Differ for differences’ sake
Indeed, there are striking similarities between the foreign-policy platforms of the Democrats and the Republicans, which would further corroborate that the US has only one foreign policy. Thus, the Democrats and the Republicans have both inserted God and Jerusalem into their manifestos. They outdo each other in stressing their support for Israel. The entire section of the Democratic platform on the Middle East situation virtually is devoted to underlining that on a 24×7 basis, Obama will safeguard Israel’s security. Both manifestos endorse a two-state Palestine settlement and enthusiastically welcome the tidings of the Arab Spring.
While both manifestos preach a cooperative relationship with a peaceful and prosperous China, they also envisage an “American century” with the US leading with the “strongest military in the world.” Unsurprisingly, they both pledge to ensure that Iran will be prevented from getting nuclear weapons – Republicans do not even brook Iran possessing nuclear weapons capability.
Some areas of foreign policy where the Democrats and Republicans seem to have genuine differences are: climate change (Republicans are unsure of its gravity); defence budget (Republicans abhor spending reductions); global economy (Democrats stress a collective response by the international community); development assistance (Republicans count their pennies) or human rights (Republicans are less messianic). The major differences occur in two areas: the role of the United Nations and international law and organizations (where the Democrats profess commitment to multilateralism); nuclear non-proliferation (where the Republicans place primacy not on global disarmament but on pragmatic calculations of the US’ “interests, and the safety of our friends”).

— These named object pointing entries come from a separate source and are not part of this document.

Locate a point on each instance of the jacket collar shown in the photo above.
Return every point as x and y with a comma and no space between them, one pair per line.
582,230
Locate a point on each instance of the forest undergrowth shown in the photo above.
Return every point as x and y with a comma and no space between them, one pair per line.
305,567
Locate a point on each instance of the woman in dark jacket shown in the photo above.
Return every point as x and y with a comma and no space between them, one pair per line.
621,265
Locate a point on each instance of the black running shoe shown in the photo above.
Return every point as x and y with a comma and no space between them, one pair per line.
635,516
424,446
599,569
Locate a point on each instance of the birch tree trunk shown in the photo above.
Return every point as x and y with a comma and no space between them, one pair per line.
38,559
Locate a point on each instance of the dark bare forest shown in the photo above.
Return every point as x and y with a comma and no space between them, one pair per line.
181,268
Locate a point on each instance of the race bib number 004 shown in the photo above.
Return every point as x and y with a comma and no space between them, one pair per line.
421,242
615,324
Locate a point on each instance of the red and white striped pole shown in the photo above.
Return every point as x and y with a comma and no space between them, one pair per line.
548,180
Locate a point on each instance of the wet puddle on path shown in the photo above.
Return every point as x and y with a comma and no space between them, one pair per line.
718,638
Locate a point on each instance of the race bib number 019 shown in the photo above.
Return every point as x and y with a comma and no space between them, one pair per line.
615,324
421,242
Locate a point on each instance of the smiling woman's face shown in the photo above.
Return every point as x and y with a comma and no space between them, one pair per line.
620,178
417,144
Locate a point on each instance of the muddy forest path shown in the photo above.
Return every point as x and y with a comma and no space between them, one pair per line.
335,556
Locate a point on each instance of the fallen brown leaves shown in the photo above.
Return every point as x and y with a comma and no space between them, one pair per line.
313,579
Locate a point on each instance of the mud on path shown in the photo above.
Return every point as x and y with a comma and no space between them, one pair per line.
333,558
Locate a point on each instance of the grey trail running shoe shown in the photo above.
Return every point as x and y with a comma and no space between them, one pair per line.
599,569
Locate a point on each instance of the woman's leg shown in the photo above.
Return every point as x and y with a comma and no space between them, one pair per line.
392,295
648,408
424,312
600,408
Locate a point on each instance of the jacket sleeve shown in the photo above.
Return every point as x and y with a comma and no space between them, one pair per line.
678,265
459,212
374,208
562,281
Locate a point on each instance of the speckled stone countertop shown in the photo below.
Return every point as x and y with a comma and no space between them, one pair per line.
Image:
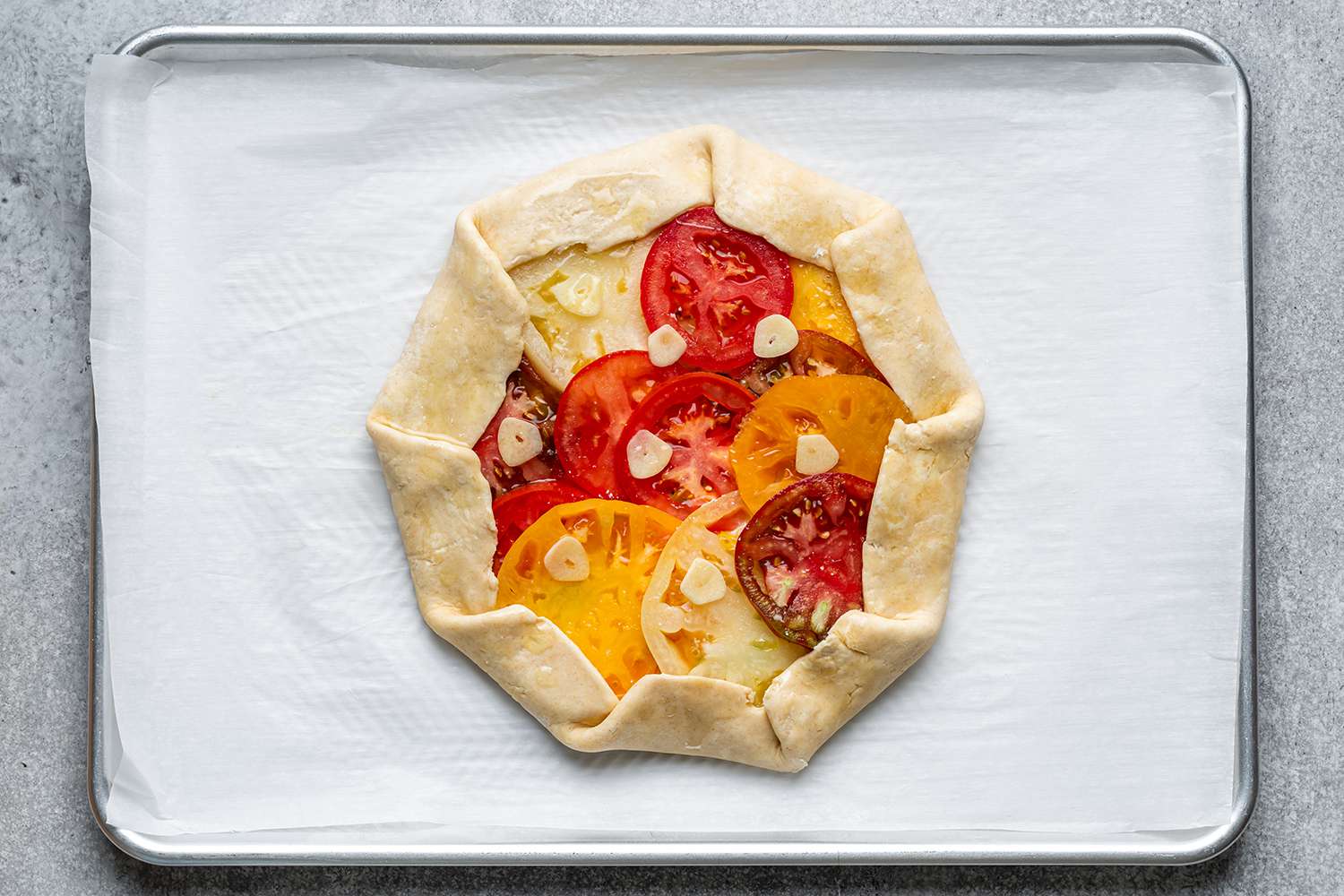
1290,51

Finally, on Afghanistan, there may appear some major differences, but this is an optic illusion in reality. Thus, the Republicans allege that Obama is ambivalent and lacks “determination”. They also disfavor a negotiated solution. But then, arguably, this isn’t probably going to be such an irreconcilable difference in the fullness of time, because it is ultimately going to be the interplay of several “extraneous” factors that seem beyond the control of the US, which would determine the shape of things to come in Afghanistan.
Of course, the Republicans are terribly displeased that Obama just like that threw out of the window of the Oval Office the banner with the inscription “war on terror.” But, interestingly, mindful of the American public mood against foreign wars, they don’t pledge to retrieve it, either – not just in Afghanistan but also in Iraq or Somalia – even while professing American exceptionalism.